Blog#159- 5/30/23
LOSS AND GAIN
By Richard Davis
It’s helpful to check in and try to understand your place in the universe every so often. It’s easy to get caught up in the day to day madness of the world and move around less thoughtfully than is healthy for us. Taking time to just sit back and reflect can be a form of self-guided therapy.
The older we get the more the ledger moves toward loss and away from gain. As the decades roll by it seems as if we are climbing some sort of imaginary hill adding years and experience to our working and personal lives.
Of course making generalizations is always dangerous and what I am talking about is the perspective from my little corner of the world. There comes a point where the scales seem to tip more toward loss than gain. The changes are subtle at first.

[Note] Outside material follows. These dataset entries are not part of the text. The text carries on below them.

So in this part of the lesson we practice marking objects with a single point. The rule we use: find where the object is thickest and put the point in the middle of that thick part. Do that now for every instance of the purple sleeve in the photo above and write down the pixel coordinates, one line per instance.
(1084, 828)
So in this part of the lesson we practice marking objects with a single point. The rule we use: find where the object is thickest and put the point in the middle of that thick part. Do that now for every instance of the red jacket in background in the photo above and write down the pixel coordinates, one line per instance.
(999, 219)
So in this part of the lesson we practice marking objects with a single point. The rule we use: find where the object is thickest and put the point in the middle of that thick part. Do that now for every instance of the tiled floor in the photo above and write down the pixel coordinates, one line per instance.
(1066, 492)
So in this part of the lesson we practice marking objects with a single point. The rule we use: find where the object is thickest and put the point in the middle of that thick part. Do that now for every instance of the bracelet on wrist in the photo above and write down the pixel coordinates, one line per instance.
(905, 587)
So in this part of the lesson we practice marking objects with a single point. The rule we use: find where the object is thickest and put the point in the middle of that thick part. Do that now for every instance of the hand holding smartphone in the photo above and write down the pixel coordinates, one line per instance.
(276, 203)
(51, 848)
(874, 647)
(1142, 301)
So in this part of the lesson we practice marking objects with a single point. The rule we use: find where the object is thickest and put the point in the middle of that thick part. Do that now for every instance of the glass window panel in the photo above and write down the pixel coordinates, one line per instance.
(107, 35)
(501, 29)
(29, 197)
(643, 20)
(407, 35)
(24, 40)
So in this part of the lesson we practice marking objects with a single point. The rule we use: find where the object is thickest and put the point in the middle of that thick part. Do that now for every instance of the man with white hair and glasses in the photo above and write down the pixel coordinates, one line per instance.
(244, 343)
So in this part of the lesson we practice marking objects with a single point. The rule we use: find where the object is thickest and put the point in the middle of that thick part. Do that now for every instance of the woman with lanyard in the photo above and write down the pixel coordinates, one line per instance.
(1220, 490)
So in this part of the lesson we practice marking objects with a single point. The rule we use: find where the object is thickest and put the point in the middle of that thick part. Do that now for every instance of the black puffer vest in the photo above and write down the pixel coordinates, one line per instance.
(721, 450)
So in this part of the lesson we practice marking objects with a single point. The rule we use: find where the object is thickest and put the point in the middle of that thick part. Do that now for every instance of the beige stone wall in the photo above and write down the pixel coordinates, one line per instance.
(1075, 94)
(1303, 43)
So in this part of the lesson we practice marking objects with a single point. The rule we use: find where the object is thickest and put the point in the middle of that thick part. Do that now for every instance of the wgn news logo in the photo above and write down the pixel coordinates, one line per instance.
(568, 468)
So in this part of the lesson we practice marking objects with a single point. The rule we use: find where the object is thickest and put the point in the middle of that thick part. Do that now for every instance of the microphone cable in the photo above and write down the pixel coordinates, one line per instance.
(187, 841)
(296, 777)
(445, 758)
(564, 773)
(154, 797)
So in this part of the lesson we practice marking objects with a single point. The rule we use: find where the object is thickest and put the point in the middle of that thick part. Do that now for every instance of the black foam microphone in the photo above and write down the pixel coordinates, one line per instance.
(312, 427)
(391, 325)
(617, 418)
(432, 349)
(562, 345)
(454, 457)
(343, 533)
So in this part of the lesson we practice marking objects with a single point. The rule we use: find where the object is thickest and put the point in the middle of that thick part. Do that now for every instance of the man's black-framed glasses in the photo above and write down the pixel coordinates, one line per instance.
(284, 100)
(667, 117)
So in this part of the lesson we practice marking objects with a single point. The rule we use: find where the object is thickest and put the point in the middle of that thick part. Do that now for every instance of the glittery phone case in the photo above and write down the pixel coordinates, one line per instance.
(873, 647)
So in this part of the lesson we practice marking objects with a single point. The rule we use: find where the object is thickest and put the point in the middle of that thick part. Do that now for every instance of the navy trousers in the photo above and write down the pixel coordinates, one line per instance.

You begin to realize that you are not going to many weddings anymore but you are attending a lot more funerals. The obituaries become mandatory daily reading and you find that there are more and more people who you know from different parts of your life who are passing on.
That leads to more reflection and the realization that your life will be printed out in a public place sooner rather than later. No one escapes death, but too many of us don’t prepare enough for it and we tend to believe that it is something that will happen a long time from now, no matter how old we are.
I suspect that if one were to gather statistics about when people buy cemetery lots they would find that a large percentage of family members only do so close to the time of death or after someone has died.
Making the effort to buy a plot and shop for a gravestone forces us to confront our mortality. We can make it a painful experience or we can use it as a time for reflection. If we make those preparations well before death it will provide a good start to ongoing reflection.
There seems to be a few camps when it comes to cemetery plots and gravestones. There are those who want to make sure no one else in the family has to deal with such arrangements and they buy the plot well before getting old. The procrastinators may leave a sum of money in their will and direct someone to take care of details and others do nothing because they just don’t want to think about anything related to dying.
As our lives move along there are many more losses that we have to deal with besides those that are connected to death. Once we realize that we are on the downslope of the curve it can become tempting to become negative or to give in to problems that we have to deal with and end up in the tent of those who stop living and wait for death to come. Most of them don’t realize that they are in that waiting pattern but if they make an effort at self-reflection they might be able to pull themselves out of the rut they are in.
I have seen too many of these people over the years, mostly as a result of working in the healthcare field. It has given me the ability to have a better perspective on the declining years and it has helped me to avoid falling into the trap of simply being someone who is sitting in God’s waiting room.
Aging is physically and emotionally painful. As the trite saying goes, “Getting old is not for sissies.” You have to make an effort to not let all the loss that surrounds you bring you down. It is not an easy job, but if you want to make the best of a difficult time of life you have to decide that the effort is worth it.